Menurut Kepala Pusat Teknologi Reaktor dan Keselamatan Nuklir BATAN, Setiyanto, Indonesia memang sudah
Editor: Widiyabuana Slay
Richard Susilo*)
TRIBUNNEWS.COM - Menurut Kepala Pusat Teknologi Reaktor dan Keselamatan Nuklir BATAN, Setiyanto, Indonesia memang sudah sepakat bahwa nuklir bukan untuk pembuatan persenjataan dan sejenisnya. Lalu meminta masyarakat agar mengerti pentingnya pembangunan PLTN (Pembangkit Listrik Tenaga Nuklir) bagi Indonesia saat ini. Bahkan menekankan di antara Amerika, Rusia, China dan India, hanya Indonesia yang belum pakai PLTN.
Mungkin perlu diteliti apa latar belakang Kepala Batan berkomentar demikian. Lepas dari hal tersebut dan lepas dari pro maupun kontra penggunaan PLTN di Indonesia, ada baiknya kita melihat Jepang, kenyataan yang ada hingga saat ini. Setidaknya sampai dengan Oktober ini apa yang telah terjadi dengan bencana meledaknya PLTN di Fukushima sejak 11 Maret 2013 saat bencana alam di sana itu.
Kita ketahui Jepang adalah negara maju, Gross Domestic Product (GDP) Jepang per 31 Desember 2012 sebesar 5960 miliar dolar AS atau 9,61 persen dari perekonomian dunia. Uang yang ada di bawah bantal, ada di masyarakat Jepang saat ini sedikitnya 14 triliun dollar AS, setiap saat bisa diaktifkan dengan sempurna untuk menggerakkan perekonomian Negeri Sakura tersebut.
Ada 50 reaktor nuklir di Jepang dan semakin sedikit yang aktif. Sementara pasokan listrik dari 30 persen akan dinaikkan menjadi sekitar 40 persen dari PLTN. Meskipun demikian kelompok anti-nuklir masyarakat Jepang semakin kuat dari hari ke hari.
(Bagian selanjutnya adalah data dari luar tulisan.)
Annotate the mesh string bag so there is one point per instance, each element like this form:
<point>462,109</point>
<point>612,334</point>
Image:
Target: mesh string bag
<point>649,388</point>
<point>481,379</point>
Terakhir unjuk rasa terbesar tanggal 14 September 2013, sehari sebelum reactor No. 4 PLTN Oi yang ada di Fukui perfektur direncanakan ditutup untuk inspeksi. Sebanyak 9.000 pengunjuk rasa berkumpul di Taman Kameido Chuo yang kemudian bergerak ke JR Kinshicho Station serta juga ke menara tertinggi di Jepang terbaru, Tokyo Skytree. Mereka minta nuklir dihapuskan dari bumi Sakura ini.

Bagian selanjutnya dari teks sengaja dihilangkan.